Surface passivation on precipitated Ti-containing multi-principal element alloy subject to metal aging

• Published in: Results in surfaces and interfaces Vol. 18; p. 100405
• Main Authors: Asadi, Fatemeh, Bond, Brooke, Mahata, Chinmoy, Martin, Ulises, Paredes, Marcelo, Pradeep, K.G., Xue, Lufeng, Ding, Yuan, Case, Raymundo, Castaneda, Homero
• Format: Journal Article
• Language: English
• Published: Elsevier B.V 01.01.2025; Elsevier
• Subjects: Electrochemical analysis; Multi-principle element alloys; Precipitation-enforced mechanisms; Surface corrosion passivity; Electrochemical analysis; Multi-principle element alloys; Precipitation-enforced mechanisms; Surface corrosion passivity
• ISSN: 2666-8459; 2666-8459
• DOI: 10.1016/j.rsurfi.2024.100405

Surface passivation on precipitated Ti-containing multi-principal element Alloys (MPEA) is studied in saline solutions with different concentrations and different temperatures. The selected system alloy is Al2Ti5Fe53Ni35Cu5 at.% which has been solution heat treated at 530 °C for 3h (CONFIG 2) and for 10h (CONFIG 3) from the as-received configuration (CONFIG 1).
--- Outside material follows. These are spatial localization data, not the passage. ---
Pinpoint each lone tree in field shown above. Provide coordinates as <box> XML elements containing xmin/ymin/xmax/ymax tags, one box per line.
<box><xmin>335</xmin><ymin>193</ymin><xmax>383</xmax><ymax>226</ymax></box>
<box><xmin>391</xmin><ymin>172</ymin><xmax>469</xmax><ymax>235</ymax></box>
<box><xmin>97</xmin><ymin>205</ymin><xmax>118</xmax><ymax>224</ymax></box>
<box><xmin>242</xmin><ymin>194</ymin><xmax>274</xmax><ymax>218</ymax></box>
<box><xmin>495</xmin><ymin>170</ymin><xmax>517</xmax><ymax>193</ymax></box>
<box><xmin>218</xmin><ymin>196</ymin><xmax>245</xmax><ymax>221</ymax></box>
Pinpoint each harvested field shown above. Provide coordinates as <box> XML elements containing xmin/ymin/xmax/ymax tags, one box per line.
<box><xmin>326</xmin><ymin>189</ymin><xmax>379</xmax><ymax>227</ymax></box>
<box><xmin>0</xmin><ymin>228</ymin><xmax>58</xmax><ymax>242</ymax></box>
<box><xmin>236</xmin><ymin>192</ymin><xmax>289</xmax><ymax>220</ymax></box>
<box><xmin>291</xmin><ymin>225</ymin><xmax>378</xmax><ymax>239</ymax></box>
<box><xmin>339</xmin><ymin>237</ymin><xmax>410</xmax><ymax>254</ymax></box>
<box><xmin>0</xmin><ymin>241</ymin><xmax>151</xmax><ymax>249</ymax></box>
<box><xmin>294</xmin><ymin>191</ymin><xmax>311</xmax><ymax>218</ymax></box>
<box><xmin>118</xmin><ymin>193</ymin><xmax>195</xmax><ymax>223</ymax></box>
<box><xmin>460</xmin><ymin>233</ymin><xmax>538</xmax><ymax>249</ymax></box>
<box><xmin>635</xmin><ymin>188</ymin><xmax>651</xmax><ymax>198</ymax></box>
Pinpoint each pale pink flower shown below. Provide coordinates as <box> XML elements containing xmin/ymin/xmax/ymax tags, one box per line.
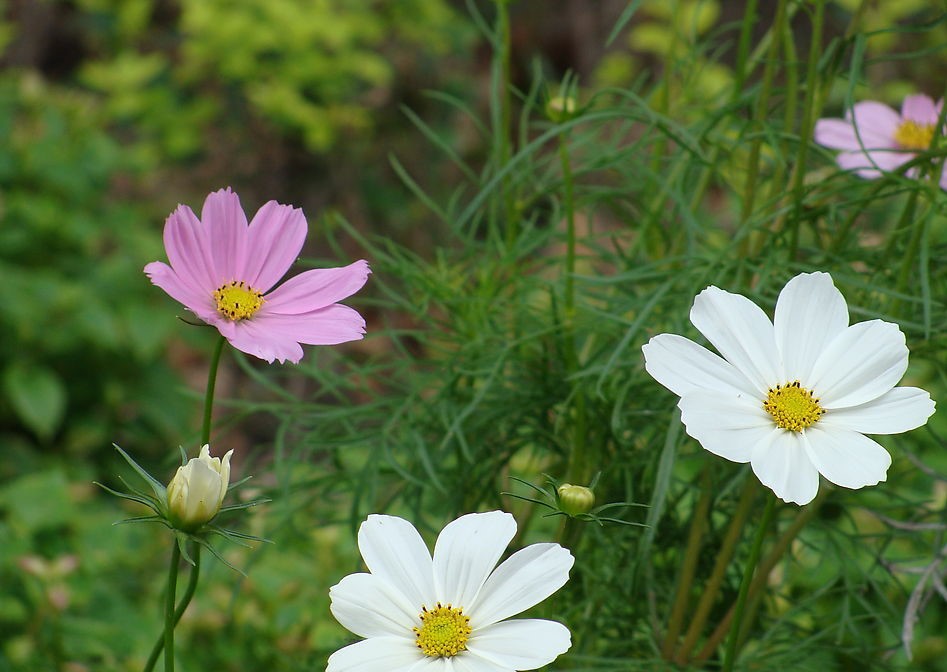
<box><xmin>814</xmin><ymin>94</ymin><xmax>947</xmax><ymax>188</ymax></box>
<box><xmin>145</xmin><ymin>188</ymin><xmax>370</xmax><ymax>364</ymax></box>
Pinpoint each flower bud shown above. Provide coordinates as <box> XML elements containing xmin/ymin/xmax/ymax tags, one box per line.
<box><xmin>167</xmin><ymin>445</ymin><xmax>233</xmax><ymax>531</ymax></box>
<box><xmin>546</xmin><ymin>95</ymin><xmax>578</xmax><ymax>123</ymax></box>
<box><xmin>557</xmin><ymin>483</ymin><xmax>595</xmax><ymax>516</ymax></box>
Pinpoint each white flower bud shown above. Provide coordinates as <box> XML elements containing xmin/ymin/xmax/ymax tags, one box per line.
<box><xmin>166</xmin><ymin>445</ymin><xmax>233</xmax><ymax>531</ymax></box>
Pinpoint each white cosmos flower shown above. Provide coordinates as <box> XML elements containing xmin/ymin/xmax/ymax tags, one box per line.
<box><xmin>327</xmin><ymin>511</ymin><xmax>574</xmax><ymax>672</ymax></box>
<box><xmin>642</xmin><ymin>272</ymin><xmax>935</xmax><ymax>506</ymax></box>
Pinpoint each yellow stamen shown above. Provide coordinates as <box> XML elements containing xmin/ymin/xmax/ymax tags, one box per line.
<box><xmin>893</xmin><ymin>120</ymin><xmax>935</xmax><ymax>151</ymax></box>
<box><xmin>413</xmin><ymin>603</ymin><xmax>472</xmax><ymax>658</ymax></box>
<box><xmin>213</xmin><ymin>281</ymin><xmax>264</xmax><ymax>321</ymax></box>
<box><xmin>763</xmin><ymin>381</ymin><xmax>824</xmax><ymax>432</ymax></box>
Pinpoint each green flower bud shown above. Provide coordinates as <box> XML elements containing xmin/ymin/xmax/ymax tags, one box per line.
<box><xmin>167</xmin><ymin>445</ymin><xmax>232</xmax><ymax>531</ymax></box>
<box><xmin>546</xmin><ymin>95</ymin><xmax>578</xmax><ymax>123</ymax></box>
<box><xmin>557</xmin><ymin>483</ymin><xmax>595</xmax><ymax>516</ymax></box>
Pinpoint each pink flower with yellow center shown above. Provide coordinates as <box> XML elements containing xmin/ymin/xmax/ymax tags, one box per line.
<box><xmin>814</xmin><ymin>94</ymin><xmax>947</xmax><ymax>188</ymax></box>
<box><xmin>145</xmin><ymin>188</ymin><xmax>370</xmax><ymax>364</ymax></box>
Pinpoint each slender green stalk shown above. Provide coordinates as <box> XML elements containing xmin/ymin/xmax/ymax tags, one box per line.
<box><xmin>201</xmin><ymin>335</ymin><xmax>226</xmax><ymax>446</ymax></box>
<box><xmin>721</xmin><ymin>495</ymin><xmax>776</xmax><ymax>672</ymax></box>
<box><xmin>493</xmin><ymin>0</ymin><xmax>516</xmax><ymax>247</ymax></box>
<box><xmin>143</xmin><ymin>545</ymin><xmax>201</xmax><ymax>672</ymax></box>
<box><xmin>661</xmin><ymin>467</ymin><xmax>713</xmax><ymax>659</ymax></box>
<box><xmin>163</xmin><ymin>542</ymin><xmax>181</xmax><ymax>672</ymax></box>
<box><xmin>675</xmin><ymin>478</ymin><xmax>757</xmax><ymax>664</ymax></box>
<box><xmin>558</xmin><ymin>131</ymin><xmax>589</xmax><ymax>484</ymax></box>
<box><xmin>694</xmin><ymin>492</ymin><xmax>824</xmax><ymax>665</ymax></box>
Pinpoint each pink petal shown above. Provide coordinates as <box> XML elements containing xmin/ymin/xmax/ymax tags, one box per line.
<box><xmin>163</xmin><ymin>204</ymin><xmax>218</xmax><ymax>293</ymax></box>
<box><xmin>144</xmin><ymin>261</ymin><xmax>217</xmax><ymax>320</ymax></box>
<box><xmin>226</xmin><ymin>319</ymin><xmax>306</xmax><ymax>364</ymax></box>
<box><xmin>836</xmin><ymin>150</ymin><xmax>912</xmax><ymax>179</ymax></box>
<box><xmin>264</xmin><ymin>261</ymin><xmax>371</xmax><ymax>314</ymax></box>
<box><xmin>901</xmin><ymin>94</ymin><xmax>939</xmax><ymax>125</ymax></box>
<box><xmin>814</xmin><ymin>119</ymin><xmax>865</xmax><ymax>151</ymax></box>
<box><xmin>201</xmin><ymin>188</ymin><xmax>249</xmax><ymax>284</ymax></box>
<box><xmin>847</xmin><ymin>101</ymin><xmax>900</xmax><ymax>145</ymax></box>
<box><xmin>244</xmin><ymin>201</ymin><xmax>308</xmax><ymax>292</ymax></box>
<box><xmin>253</xmin><ymin>304</ymin><xmax>367</xmax><ymax>346</ymax></box>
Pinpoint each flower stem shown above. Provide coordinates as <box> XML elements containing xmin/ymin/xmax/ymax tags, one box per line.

The potentiodynamic polarization (PDP) test specifies that the corrosion resistance of aged Ti-containing alloys decreases as a function of aging time, while the as-received configuration reflects a nobler behavior. Microcapillary technique supports these findings by probing FCC grain passivity at the microscale level aiming at the core of the grain. Local PDP reveals that the potential of CONFIG 1 grain is sensitive to the chloride concentrations whereas it is almost independent in the remaining configurations suggesting that the weakest link is elsewhere. Profilometer analysis shows that microgalvanic processes take place between grains and boundaries having both anode- and cathode-like behavior interchangeably.